I promised Judy Shepard when I saw her in the Oval Office that this day would come,” President Barack Obama said just before signing the Matthew Shepard and James Byrd, Jr. Hate Crimes Prevention Act into law on October 28. With the President’s signature, accidental activists Dennis and Judy Shepard witnessed the devastating loss of their son transform into triumph for countless millions. The legislation honors the memory of Matthew Shepard, a Wyoming college student brutally murdered in an act of hate violence in 1998, and James Byrd Jr., an African-American man who was dragged to death in Jasper, Texas, the same year.
The passage of this landmark legislation took the combined efforts and influence of more than 300 civil-rights and social-justice organizations, plus more than a million e-mails, faxes, and phone calls from committed individuals. It was a testament to perseverance on the part of activists nationwide, sending an unmistakable message to Capitol Hill that hate- crimes legislation was long overdue.
Prior to the enactment of this law, federal hate-crime statutes offered limited protection, covering only certain federally protected activities such as voting. The classes of people were restricted to race, religion, and national origin. The newly enacted legislation expands protection to crimes motivated by bias against a person’s sexual orientation, gender, gender identity, or disability. It also permits the government to provide grants and assistance to state and local authorities investigating and prosecuting hate crimes. By giving the Justice Department the power to investigate and prosecute bias-motivated violence, the act ensures that local law enforcement will have the resources it needs to address hate crimes.
According to the Human Rights Campaign (HRC), 86,582 hate crimes have been reported since the introduction in Congress of the first hate-crimes bill on November 13, 1997, with 13,528 of them based on sexual orientation. Many bias-motivated crimes go unreported, misleading people into thinking the problem is not as severe as it is, further underscoring the depth of the situation and need for this legislation.
HRC President Joe Solmonese praised Obama for signing the Act into law, calling it a “historic milestone in the inevitable march toward equality.”
Emphasizing the message of both perseverance in civil-rights progress and grassroots involvement, Judy Shepard, Executive Director of the Matthew Shepard Foundation, stated, “We are incredibly grateful to Congress and the President for taking this step forward on behalf of hate-crime victims and their families. But each of us can and must do much more to ensure true equality for all Americans.”
OutFront Minnesota Anti-Violence Director Rebecca Waggoner-Kloek noted that in 2008, a 185 percent increase in violent bias-related crimes took place. In the reported crimes, almost 40 percent of the victims required medical attention.

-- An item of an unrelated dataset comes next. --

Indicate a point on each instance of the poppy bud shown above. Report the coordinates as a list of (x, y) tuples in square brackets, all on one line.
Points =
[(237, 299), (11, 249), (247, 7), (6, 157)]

While pointing out that over the past three years, attacks have been progressively more brutal, she called the passage of the federal hate-crimes law “fantastic!—it is the first time we’ve seen such commitment at a high level to safety for everyone.”
In the end, the importance of this legislation is about quality of life, of community. When the Matthew Shepard and James Byrd, Jr. Hate Crimes Prevention Act was signed into law, it improved all our communities, not just some of them. It exposed the law’s opponents, and restored rationality to the spotlight. Ultimately, it revived the American dream for a great many people who had been intimidated for far too long by bullies motivated by hate and fear.
But now, as the tide is turning, the President’s vision is that, as put it, “no one in America should ever be afraid to walk down the street holding the hands of the person they love.”